À cela est venue s’ajouter la politique agricole commune, une bonne idée qui s’est peu à peu transformée en un cercle vicieux. Il est indispensable de le rappeler : à l’origine, la PAC était conçue pour permettre aux consommateurs d’avoir accès à des produits agricoles de qualité et à bas coûts. Aujourd’hui, le système s’est transformé en une épée de Damoclès pour nombre de nos agriculteurs, pris en tenaille entre une exigence de qualité très élevée et une guerre des prix intenable.
La question financière ne touche pas que les agriculteurs actifs. Elle concerne également les travailleurs agricoles au chômage et les retraités.
Dans cet hémicycle, j’ai interpellé le Gouvernement, comme beaucoup d’autres de mes collègues, sur la question de l’assurance chômage des agriculteurs. La seule réponse a été : « Plus tard ». Même réponse pour les petites retraites.

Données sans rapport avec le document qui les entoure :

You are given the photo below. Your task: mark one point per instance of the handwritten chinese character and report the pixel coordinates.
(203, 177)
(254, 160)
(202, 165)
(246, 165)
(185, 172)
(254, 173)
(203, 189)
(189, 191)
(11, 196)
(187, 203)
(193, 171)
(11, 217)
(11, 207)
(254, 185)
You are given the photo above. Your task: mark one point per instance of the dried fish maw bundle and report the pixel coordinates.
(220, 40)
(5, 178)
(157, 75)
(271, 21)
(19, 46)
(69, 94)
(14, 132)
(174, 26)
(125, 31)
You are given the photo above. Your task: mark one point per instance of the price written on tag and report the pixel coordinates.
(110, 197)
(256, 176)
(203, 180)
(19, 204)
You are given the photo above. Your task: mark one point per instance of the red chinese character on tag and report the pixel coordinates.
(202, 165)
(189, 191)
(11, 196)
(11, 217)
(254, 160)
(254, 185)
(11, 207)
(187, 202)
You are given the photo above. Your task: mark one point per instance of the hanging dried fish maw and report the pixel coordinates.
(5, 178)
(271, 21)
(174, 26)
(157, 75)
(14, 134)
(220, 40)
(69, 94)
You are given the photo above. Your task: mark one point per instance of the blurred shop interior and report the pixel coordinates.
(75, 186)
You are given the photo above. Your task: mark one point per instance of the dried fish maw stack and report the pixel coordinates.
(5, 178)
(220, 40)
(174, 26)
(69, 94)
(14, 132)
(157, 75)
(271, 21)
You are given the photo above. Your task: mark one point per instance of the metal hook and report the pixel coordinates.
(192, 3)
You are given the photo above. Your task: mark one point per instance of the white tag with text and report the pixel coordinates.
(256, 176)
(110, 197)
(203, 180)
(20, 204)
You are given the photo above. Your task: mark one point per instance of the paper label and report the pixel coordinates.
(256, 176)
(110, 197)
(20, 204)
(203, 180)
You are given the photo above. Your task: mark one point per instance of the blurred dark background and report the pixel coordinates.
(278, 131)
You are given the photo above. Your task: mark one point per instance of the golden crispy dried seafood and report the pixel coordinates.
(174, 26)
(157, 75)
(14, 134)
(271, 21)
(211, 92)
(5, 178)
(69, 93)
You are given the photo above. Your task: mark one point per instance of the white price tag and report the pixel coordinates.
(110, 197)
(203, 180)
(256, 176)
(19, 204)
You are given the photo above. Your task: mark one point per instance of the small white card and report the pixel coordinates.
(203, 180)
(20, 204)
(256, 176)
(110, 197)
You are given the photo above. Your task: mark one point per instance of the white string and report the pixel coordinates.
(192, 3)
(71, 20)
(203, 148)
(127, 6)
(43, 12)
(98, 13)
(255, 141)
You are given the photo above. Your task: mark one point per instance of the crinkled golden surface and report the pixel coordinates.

Mais plus tard, c’est trop tard ! Combien de nos agriculteurs touchent à peine 400 euros de retraite par mois ? Même pas l’équivalent du RSA pour toute une vie de travail et d’efforts. C’est inacceptable !

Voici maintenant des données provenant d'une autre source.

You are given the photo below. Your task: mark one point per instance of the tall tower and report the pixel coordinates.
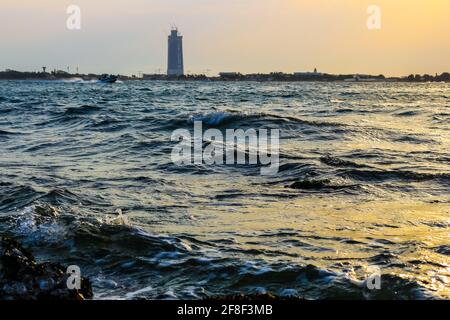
(175, 54)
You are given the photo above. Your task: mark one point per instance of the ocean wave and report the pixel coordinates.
(84, 109)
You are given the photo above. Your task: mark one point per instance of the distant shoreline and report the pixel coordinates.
(230, 76)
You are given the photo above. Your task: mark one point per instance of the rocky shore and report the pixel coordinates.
(22, 278)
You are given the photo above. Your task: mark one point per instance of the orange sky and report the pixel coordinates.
(229, 35)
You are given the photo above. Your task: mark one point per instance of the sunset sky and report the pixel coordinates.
(228, 35)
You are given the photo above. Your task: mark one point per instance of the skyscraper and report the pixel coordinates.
(175, 54)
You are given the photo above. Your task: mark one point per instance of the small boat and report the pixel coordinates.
(108, 78)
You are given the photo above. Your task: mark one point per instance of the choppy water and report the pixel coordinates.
(364, 180)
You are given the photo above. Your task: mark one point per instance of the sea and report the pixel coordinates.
(363, 184)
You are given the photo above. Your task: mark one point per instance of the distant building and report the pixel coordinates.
(175, 54)
(302, 74)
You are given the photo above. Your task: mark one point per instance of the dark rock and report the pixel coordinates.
(22, 278)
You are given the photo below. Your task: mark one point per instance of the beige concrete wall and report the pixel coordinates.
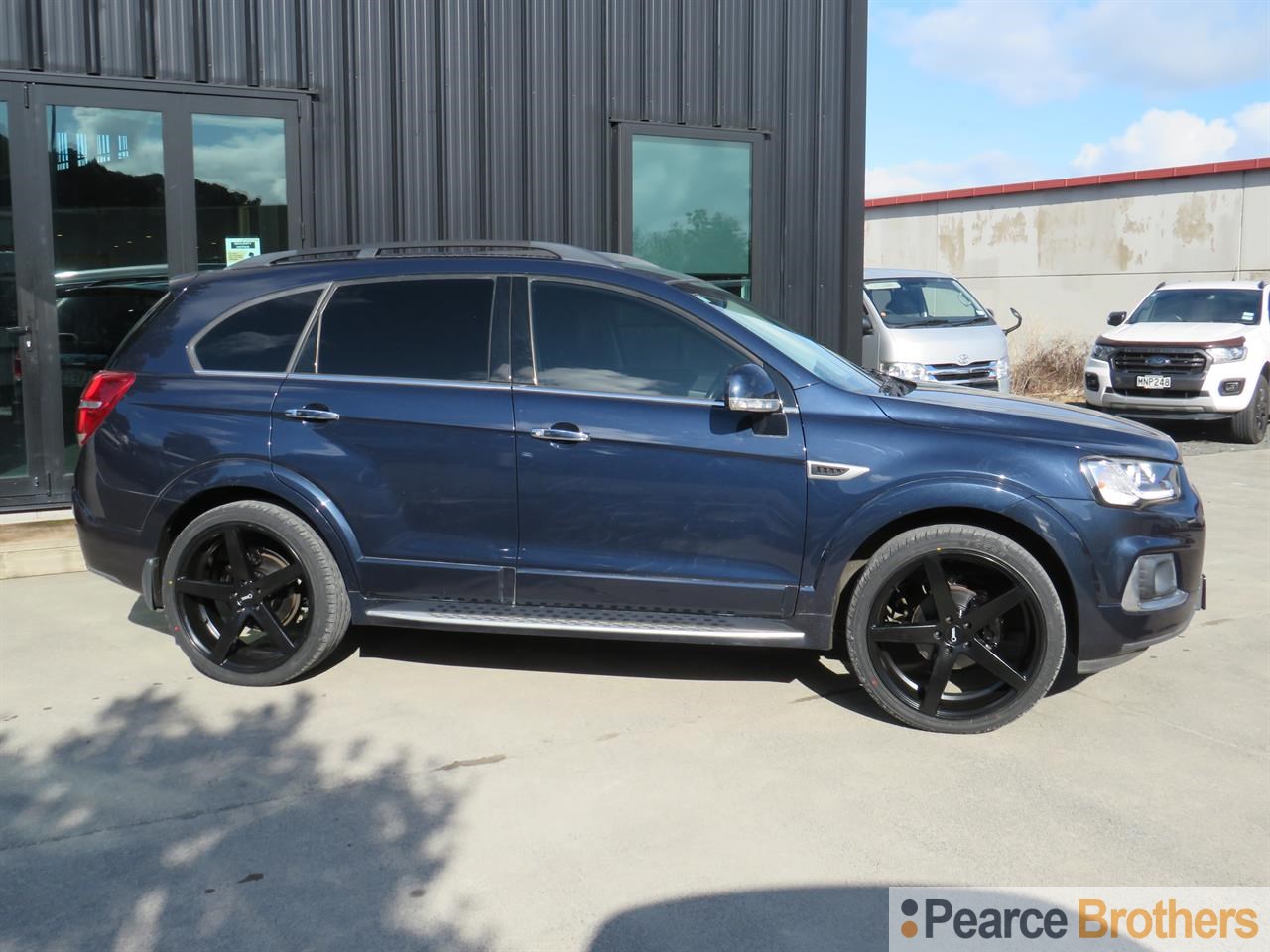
(1066, 258)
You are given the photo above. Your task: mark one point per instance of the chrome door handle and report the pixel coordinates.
(558, 435)
(312, 414)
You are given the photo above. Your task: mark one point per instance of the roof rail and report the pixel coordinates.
(425, 249)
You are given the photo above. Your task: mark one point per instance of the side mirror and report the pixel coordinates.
(751, 390)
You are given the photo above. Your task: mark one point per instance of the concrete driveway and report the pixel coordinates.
(453, 792)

À cela s’ajoute un autre sujet, trop peu évoqué, celui des agricultrices sans statut, qui ont travaillé aux côtés de leur mari exploitant agricole et qui ne touchent aucune retraite.
Tous ces sujets méritent d’être enfin considérés comme une priorité, pour faire évoluer les revenus de nos agriculteurs et offrir des garanties économiques à la hauteur du travail fourni.
Cependant, la question financière est loin d’être la seule à alimenter le malaise paysan. Le sujet de la transmission me semble également central. Avoir travaillé toute une vie sans parvenir à passer le relais et revendre son affaire peut être vécu comme un véritable échec professionnel et personnel. Qu’il s’agisse du refus des descendants de poursuivre l’activité agricole ou de l’absence de repreneurs motivés, les difficultés de transmission nourrissent la souffrance psychologique.
Nombre de nos agriculteurs éprouvent un sentiment d’isolement, voire de marginalisation. Travailler sans relâche, ne s’autoriser ni vacances ni loisirs ou à peine, voir le fruit de son travail ruiné en quelques minutes par une inondation, le gel ou la sécheresse, tout cela peut créer beaucoup de frustrations et une impression de déconnexion avec une société de plus en plus tournée vers le loisir et le confort au travail.
Cette frustration se transforme en colère quand l’agri-bashing devient une mode. Je pense qu’aucun de nos collègues élus dans des territoires ruraux ne me contredira quand j’affirmerai que nos agriculteurs ont à cet égard une patience d’or.
C’est d’ailleurs bien l’un des problèmes actuels : la culture du silence et de la discrétion paysanne ronge nos agriculteurs, qui prennent tout sur leurs épaules. Dans mon département de Loir-et-Cher, l’adage dit : « Petit causeux, grand faiseux. » Il est précisément temps de libérer la parole et de changer les mentalités !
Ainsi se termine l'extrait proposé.